Por eso no es suficiente identificarse con algunos videos o publicaciones en redes sociales.


¿Tener dificultad para concentrarse significa tener TDAH?

No necesariamente.

Todas las personas pueden distraerse más cuando:

  • Duermen poco.
  • Viven bajo estrés.
  • Tienen demasiadas responsabilidades.
  • Están ansiosas o deprimidas.
  • La tarea es aburrida.
  • Utilizan constantemente dispositivos y notificaciones.

La diferencia está en la persistencia, la intensidad y las consecuencias.

En el TDAH, los síntomas no aparecen solamente durante una semana complicada. Forman un patrón que comienza en la infancia, se manifiesta en más de un contexto y perjudica de manera significativa el funcionamiento cotidiano.


¿Qué relación tiene con la procrastinación?

Una persona con TDAH puede procrastinar, pero procrastinar no significa automáticamente tener TDAH.

Las dificultades para organizar una actividad, calcular el tiempo, sostener la atención o dividir un proyecto en pasos pueden facilitar que una tarea se posponga.
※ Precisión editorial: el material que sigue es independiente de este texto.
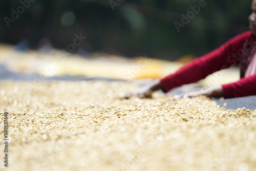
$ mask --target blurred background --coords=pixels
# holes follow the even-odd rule
[[[179,32],[174,22],[182,24],[182,14],[186,16],[188,11],[192,11],[190,6],[198,5],[202,1],[3,0],[0,2],[1,61],[9,63],[6,67],[8,70],[27,74],[39,73],[40,70],[37,69],[42,67],[38,65],[38,59],[31,62],[31,58],[38,58],[40,56],[41,59],[48,59],[44,63],[47,65],[52,61],[49,58],[57,56],[58,52],[59,56],[61,50],[71,53],[66,54],[65,58],[86,59],[96,56],[104,56],[101,63],[108,63],[109,67],[117,59],[119,59],[119,64],[121,60],[122,63],[127,65],[129,62],[125,60],[139,56],[185,63],[248,30],[247,18],[251,12],[251,1],[206,0],[205,7],[200,8],[197,14],[194,13],[195,16],[192,16],[189,23],[180,28]],[[81,36],[86,39],[79,46],[74,46],[74,39]],[[12,49],[11,54],[10,49]],[[51,51],[53,49],[55,52]],[[14,50],[19,52],[18,54],[14,55]],[[25,55],[24,52],[29,52]],[[48,56],[44,56],[41,53]],[[74,57],[73,54],[77,56]],[[7,61],[14,56],[17,60],[16,62],[13,58]],[[29,65],[23,62],[25,56],[30,56]],[[116,57],[115,60],[112,60],[113,56]],[[122,57],[126,59],[120,59]],[[136,59],[138,62],[138,58]],[[91,62],[83,63],[79,59],[73,67],[69,66],[73,69],[65,71],[67,69],[63,68],[68,67],[60,61],[57,62],[57,71],[54,74],[123,78],[121,76],[123,74],[105,75],[106,71],[111,68],[106,67],[104,70],[103,64],[95,65],[104,71],[101,75],[91,74],[98,69],[82,70],[83,66],[94,66]],[[67,65],[73,62],[66,58],[65,62],[68,63]],[[134,63],[137,63],[134,62],[131,62],[130,68],[123,68],[124,70],[120,72],[123,74],[129,68],[132,70]],[[23,62],[26,64],[22,67],[17,64]],[[163,71],[163,65],[167,63],[165,61],[151,60],[151,62],[147,63],[150,66],[146,70],[144,68],[145,70],[140,75],[148,72],[152,74],[135,77],[159,78],[182,65],[171,66],[170,70]],[[81,63],[83,65],[79,67]],[[112,67],[112,69],[116,69],[114,66]],[[166,68],[170,68],[169,67]],[[142,70],[141,67],[140,69],[141,72]],[[76,69],[77,71],[74,71]],[[117,73],[115,71],[112,73]],[[83,74],[87,72],[91,74]],[[156,74],[157,72],[160,73]]]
Por ejemplo, alguien puede ver un proyecto completo como una sola actividad enorme y no identificar cuál debería ser el primer paso. También puede distraerse con tareas más breves que ofrecen una recompensa inmediata.

Sin embargo, la procrastinación también aparece en personas sin TDAH y puede estar relacionada con ansiedad, perfeccionismo, agotamiento o miedo al fracaso.
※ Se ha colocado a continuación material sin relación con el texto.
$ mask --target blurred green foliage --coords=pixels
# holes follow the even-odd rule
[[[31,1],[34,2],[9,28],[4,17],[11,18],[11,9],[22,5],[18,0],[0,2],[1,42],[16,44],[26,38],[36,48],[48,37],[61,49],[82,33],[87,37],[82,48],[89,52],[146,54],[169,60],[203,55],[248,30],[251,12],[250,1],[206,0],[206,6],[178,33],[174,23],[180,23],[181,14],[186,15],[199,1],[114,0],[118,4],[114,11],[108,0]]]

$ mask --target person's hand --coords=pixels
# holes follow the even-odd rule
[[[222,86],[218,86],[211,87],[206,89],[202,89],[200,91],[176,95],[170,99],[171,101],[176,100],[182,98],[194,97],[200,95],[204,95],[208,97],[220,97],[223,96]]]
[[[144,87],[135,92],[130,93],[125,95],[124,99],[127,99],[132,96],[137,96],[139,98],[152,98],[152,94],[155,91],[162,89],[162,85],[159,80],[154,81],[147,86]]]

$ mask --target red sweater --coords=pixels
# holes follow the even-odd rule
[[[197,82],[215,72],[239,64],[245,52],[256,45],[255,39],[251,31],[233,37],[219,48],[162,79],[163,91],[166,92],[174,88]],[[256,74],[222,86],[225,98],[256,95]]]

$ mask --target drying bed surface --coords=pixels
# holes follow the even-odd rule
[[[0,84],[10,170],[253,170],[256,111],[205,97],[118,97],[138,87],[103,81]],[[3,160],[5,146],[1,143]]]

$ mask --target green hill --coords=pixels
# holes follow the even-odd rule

Por eso es importante evaluar el patrón completo y no un solo comportamiento.


¿Tiene tratamiento?

El TDAH no tiene una solución única para todas las personas, pero existen tratamientos capaces de reducir los síntomas y mejorar el funcionamiento.

Las opciones pueden incluir:

  • Medicamentos.
  • Terapia conductual.
  • Terapia cognitivo-conductual.
  • Entrenamiento para madres, padres o cuidadores.
  • Apoyos escolares.
  • Estrategias de organización y manejo del tiempo.
  • Adaptaciones en el trabajo o en el estudio.
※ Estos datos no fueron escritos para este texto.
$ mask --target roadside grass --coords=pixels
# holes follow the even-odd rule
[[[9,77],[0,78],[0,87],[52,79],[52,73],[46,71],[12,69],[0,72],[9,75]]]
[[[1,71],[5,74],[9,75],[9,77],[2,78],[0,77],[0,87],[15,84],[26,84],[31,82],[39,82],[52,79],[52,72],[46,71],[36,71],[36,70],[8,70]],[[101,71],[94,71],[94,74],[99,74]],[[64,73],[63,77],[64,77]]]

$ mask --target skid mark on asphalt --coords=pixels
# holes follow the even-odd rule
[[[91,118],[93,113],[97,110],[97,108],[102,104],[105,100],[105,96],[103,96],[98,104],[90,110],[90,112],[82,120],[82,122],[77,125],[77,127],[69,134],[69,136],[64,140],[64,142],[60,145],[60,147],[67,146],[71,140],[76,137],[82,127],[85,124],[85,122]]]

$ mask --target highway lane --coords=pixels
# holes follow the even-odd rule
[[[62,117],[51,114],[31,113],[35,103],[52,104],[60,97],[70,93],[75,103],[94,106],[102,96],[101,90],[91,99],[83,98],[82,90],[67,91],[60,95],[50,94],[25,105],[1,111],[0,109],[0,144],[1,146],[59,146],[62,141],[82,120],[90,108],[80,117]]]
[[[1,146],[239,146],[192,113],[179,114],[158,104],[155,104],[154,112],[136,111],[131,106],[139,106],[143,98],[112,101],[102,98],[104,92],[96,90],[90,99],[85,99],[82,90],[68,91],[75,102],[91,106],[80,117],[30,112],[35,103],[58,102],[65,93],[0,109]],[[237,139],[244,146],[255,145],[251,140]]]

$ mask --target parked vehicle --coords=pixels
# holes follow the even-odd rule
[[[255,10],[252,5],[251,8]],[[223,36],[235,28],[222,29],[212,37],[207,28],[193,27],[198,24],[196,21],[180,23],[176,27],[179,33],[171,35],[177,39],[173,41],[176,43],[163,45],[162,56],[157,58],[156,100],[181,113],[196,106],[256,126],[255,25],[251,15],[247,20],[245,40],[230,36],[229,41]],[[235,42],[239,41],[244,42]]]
En niños pequeños de cuatro y cinco años, se recomienda comenzar generalmente con terapia conductual, especialmente entrenamiento para padres, antes de probar medicamentos. En otros grupos, el plan puede combinar intervención conductual y medicación, con seguimiento profesional y ajustes según la respuesta individual.

El tratamiento no busca cambiar la personalidad de alguien.

Busca reducir las dificultades que afectan su aprendizaje, relaciones, salud y autonomía.


Lo que el TDAH no significa

Tener TDAH no significa:

  • Ser menos inteligente.
  • No poder concentrarse nunca.
  • Ser flojo.
  • Carecer de disciplina.
  • Estar condenado al fracaso.
  • Ser siempre hiperactivo.
  • Necesitar obligatoriamente medicamentos.
  • Haber sido mal educado.

También es importante evitar idealizarlo como si fuera solamente una ventaja o un “superpoder”. Algunas personas identifican creatividad, espontaneidad o gran energía entre sus características personales, pero el diagnóstico se establece porque existe un deterioro real que necesita atención o apoyo.


Conclusión

El TDAH es mucho más que distraerse o tener demasiada energía.

Es un trastorno del desarrollo que afecta la regulación de la atención, la actividad y los impulsos. Puede dificultar la organización, el manejo del tiempo, el seguimiento de tareas y las relaciones, y puede continuar durante toda la vida.

No existe una prueba única para identificarlo ni una causa simple que explique todos los casos.

Su diagnóstico requiere evaluar la historia completa de la persona y descartar otros problemas que puedan parecerse.

Con una evaluación adecuada, tratamiento y apoyos adaptados, muchas personas pueden reducir sus dificultades y construir estrategias para estudiar, trabajar y organizar su vida.

La pregunta no debería ser:

“¿Por qué no puede esforzarse como los demás?”

Sino:

“¿Qué necesita para funcionar mejor con la manera en que su atención y su conducta se regulan?”